Optimizing FANET Lifetime for 5G Softwarized Network Provisioning

Recently, Flying Ad Hoc Networks (FANET) have been proposed to empower 5G networks to support complex missions and provide ubiquitous connectivity to heterogeneous devices. However, it is needed to cope with the limited UAV capabilities (e.g., limited available energy to supply engines and computing elements, limited computing capabilities), as well as with the need to provide network and application services as foreseen in highly dynamic and time varying 5G ecosystems. This paper presents for the first time a comprehensive framework that integrates a FANET with a 5G network, with the aim of providing services that can be even chained with each other. This model is comprehensive in the sense that it takes into account physical constraints of the devices, as well as features and requirements of traffic flows. For this framework, the paper proposes a mathematical optimization model, allowing Virtual Function (VF) placement and chaining, aimed at minimizing energy consumption and service unsatisfaction probabilities of the FANET as a whole without employing heuristics for the solution of the problem.

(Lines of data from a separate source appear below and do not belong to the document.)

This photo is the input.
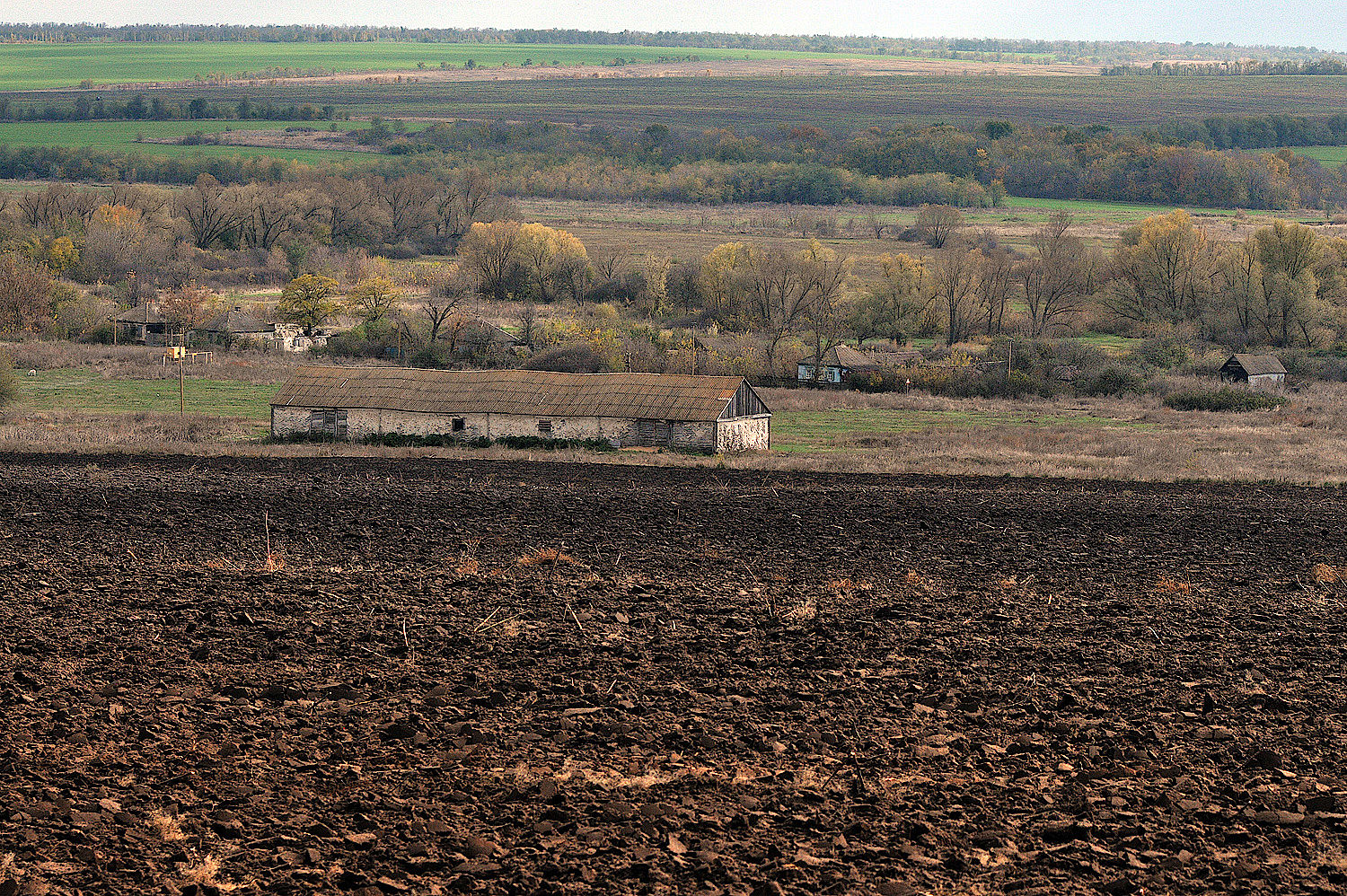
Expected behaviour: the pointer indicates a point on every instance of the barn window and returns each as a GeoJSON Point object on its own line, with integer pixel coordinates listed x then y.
{"type": "Point", "coordinates": [331, 422]}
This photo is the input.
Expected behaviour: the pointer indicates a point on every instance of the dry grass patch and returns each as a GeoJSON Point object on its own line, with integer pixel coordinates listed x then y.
{"type": "Point", "coordinates": [167, 828]}
{"type": "Point", "coordinates": [1168, 585]}
{"type": "Point", "coordinates": [1328, 575]}
{"type": "Point", "coordinates": [547, 557]}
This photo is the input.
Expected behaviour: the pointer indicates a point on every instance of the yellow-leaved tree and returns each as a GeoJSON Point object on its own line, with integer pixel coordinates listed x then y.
{"type": "Point", "coordinates": [555, 261]}
{"type": "Point", "coordinates": [1163, 271]}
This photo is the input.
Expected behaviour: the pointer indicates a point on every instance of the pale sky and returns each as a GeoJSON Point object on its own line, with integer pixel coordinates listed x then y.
{"type": "Point", "coordinates": [1322, 23]}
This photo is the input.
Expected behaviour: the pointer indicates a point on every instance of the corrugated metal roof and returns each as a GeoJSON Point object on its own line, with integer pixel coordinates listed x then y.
{"type": "Point", "coordinates": [660, 396]}
{"type": "Point", "coordinates": [237, 321]}
{"type": "Point", "coordinates": [859, 360]}
{"type": "Point", "coordinates": [140, 314]}
{"type": "Point", "coordinates": [1258, 364]}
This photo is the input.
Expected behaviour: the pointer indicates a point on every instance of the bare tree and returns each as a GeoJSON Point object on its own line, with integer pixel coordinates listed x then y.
{"type": "Point", "coordinates": [876, 225]}
{"type": "Point", "coordinates": [1053, 282]}
{"type": "Point", "coordinates": [445, 293]}
{"type": "Point", "coordinates": [994, 280]}
{"type": "Point", "coordinates": [26, 291]}
{"type": "Point", "coordinates": [775, 291]}
{"type": "Point", "coordinates": [406, 201]}
{"type": "Point", "coordinates": [954, 282]}
{"type": "Point", "coordinates": [528, 325]}
{"type": "Point", "coordinates": [937, 224]}
{"type": "Point", "coordinates": [823, 274]}
{"type": "Point", "coordinates": [209, 209]}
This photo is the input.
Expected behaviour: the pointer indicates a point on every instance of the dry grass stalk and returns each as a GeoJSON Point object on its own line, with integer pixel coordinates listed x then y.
{"type": "Point", "coordinates": [1168, 585]}
{"type": "Point", "coordinates": [547, 557]}
{"type": "Point", "coordinates": [167, 828]}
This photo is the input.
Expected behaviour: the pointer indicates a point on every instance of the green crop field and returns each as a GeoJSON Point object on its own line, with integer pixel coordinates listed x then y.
{"type": "Point", "coordinates": [121, 136]}
{"type": "Point", "coordinates": [1330, 156]}
{"type": "Point", "coordinates": [846, 428]}
{"type": "Point", "coordinates": [46, 66]}
{"type": "Point", "coordinates": [834, 101]}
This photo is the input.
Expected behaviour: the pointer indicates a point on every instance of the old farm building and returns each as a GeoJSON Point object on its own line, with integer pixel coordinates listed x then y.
{"type": "Point", "coordinates": [1258, 371]}
{"type": "Point", "coordinates": [629, 409]}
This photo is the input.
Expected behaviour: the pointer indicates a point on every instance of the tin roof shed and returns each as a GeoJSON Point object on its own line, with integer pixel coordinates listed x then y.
{"type": "Point", "coordinates": [522, 392]}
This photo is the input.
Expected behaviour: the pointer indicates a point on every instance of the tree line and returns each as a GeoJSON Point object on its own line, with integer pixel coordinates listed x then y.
{"type": "Point", "coordinates": [990, 48]}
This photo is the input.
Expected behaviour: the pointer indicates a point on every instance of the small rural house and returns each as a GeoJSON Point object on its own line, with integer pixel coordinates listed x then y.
{"type": "Point", "coordinates": [842, 361]}
{"type": "Point", "coordinates": [233, 325]}
{"type": "Point", "coordinates": [145, 325]}
{"type": "Point", "coordinates": [629, 409]}
{"type": "Point", "coordinates": [1258, 371]}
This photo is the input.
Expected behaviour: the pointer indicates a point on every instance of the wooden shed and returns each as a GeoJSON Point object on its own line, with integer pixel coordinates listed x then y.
{"type": "Point", "coordinates": [629, 409]}
{"type": "Point", "coordinates": [1258, 371]}
{"type": "Point", "coordinates": [143, 323]}
{"type": "Point", "coordinates": [841, 361]}
{"type": "Point", "coordinates": [234, 323]}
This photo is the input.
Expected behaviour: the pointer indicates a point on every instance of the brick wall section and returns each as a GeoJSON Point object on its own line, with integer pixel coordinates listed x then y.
{"type": "Point", "coordinates": [744, 434]}
{"type": "Point", "coordinates": [721, 435]}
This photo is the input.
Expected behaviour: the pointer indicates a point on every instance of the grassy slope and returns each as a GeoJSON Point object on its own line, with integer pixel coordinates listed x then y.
{"type": "Point", "coordinates": [827, 100]}
{"type": "Point", "coordinates": [794, 431]}
{"type": "Point", "coordinates": [1330, 156]}
{"type": "Point", "coordinates": [842, 428]}
{"type": "Point", "coordinates": [84, 390]}
{"type": "Point", "coordinates": [46, 66]}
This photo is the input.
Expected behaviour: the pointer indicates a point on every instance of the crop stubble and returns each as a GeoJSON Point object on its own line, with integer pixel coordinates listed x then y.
{"type": "Point", "coordinates": [503, 677]}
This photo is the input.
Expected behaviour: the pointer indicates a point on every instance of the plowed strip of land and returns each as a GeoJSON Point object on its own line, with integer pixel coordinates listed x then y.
{"type": "Point", "coordinates": [427, 677]}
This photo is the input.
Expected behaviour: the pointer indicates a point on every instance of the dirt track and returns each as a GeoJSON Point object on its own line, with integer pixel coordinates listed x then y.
{"type": "Point", "coordinates": [726, 682]}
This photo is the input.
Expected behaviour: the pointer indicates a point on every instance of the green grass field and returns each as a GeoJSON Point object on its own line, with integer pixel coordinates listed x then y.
{"type": "Point", "coordinates": [1123, 210]}
{"type": "Point", "coordinates": [792, 431]}
{"type": "Point", "coordinates": [48, 66]}
{"type": "Point", "coordinates": [84, 390]}
{"type": "Point", "coordinates": [843, 101]}
{"type": "Point", "coordinates": [1328, 156]}
{"type": "Point", "coordinates": [845, 428]}
{"type": "Point", "coordinates": [120, 136]}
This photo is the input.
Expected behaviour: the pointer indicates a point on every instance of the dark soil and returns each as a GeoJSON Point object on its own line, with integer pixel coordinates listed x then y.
{"type": "Point", "coordinates": [517, 678]}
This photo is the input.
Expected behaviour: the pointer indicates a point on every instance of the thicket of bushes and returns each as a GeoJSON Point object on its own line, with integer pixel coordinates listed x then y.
{"type": "Point", "coordinates": [1223, 399]}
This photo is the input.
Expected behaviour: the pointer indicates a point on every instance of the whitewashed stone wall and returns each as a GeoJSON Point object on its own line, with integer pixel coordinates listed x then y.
{"type": "Point", "coordinates": [745, 434]}
{"type": "Point", "coordinates": [722, 435]}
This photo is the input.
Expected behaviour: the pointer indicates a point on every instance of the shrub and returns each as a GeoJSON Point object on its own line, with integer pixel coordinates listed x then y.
{"type": "Point", "coordinates": [568, 358]}
{"type": "Point", "coordinates": [1223, 399]}
{"type": "Point", "coordinates": [1113, 380]}
{"type": "Point", "coordinates": [8, 380]}
{"type": "Point", "coordinates": [1166, 353]}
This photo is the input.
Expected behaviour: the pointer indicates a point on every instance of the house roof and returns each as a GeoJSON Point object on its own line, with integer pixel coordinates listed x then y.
{"type": "Point", "coordinates": [140, 314]}
{"type": "Point", "coordinates": [1257, 364]}
{"type": "Point", "coordinates": [236, 321]}
{"type": "Point", "coordinates": [858, 360]}
{"type": "Point", "coordinates": [660, 396]}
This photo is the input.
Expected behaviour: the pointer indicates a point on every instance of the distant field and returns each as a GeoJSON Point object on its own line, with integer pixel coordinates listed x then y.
{"type": "Point", "coordinates": [46, 66]}
{"type": "Point", "coordinates": [85, 390]}
{"type": "Point", "coordinates": [120, 136]}
{"type": "Point", "coordinates": [1330, 156]}
{"type": "Point", "coordinates": [849, 428]}
{"type": "Point", "coordinates": [841, 101]}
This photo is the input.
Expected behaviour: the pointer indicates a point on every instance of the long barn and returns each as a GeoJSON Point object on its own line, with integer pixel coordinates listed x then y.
{"type": "Point", "coordinates": [629, 409]}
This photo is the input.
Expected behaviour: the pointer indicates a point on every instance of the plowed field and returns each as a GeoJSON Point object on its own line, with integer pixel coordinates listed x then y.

Two placement strategies named MLP and WMP are introduced and compared with the standard placement strategy named NoShP. An extensive numerical analysis shows that MLP and WMP allow us to well catch network dynamics and to reduce the number of virtual functions needed while decreasing the power consumption, so increasing UAV flight time and network lifetime.

Automated summary

This paper proposes a comprehensive framework that integrates FANET with a 5G network, aiming to provide interconnected services. Through a mathematical optimization model and two placement strategies, energy consumption can be minimized, leading to increased UAV flight time and network lifetime.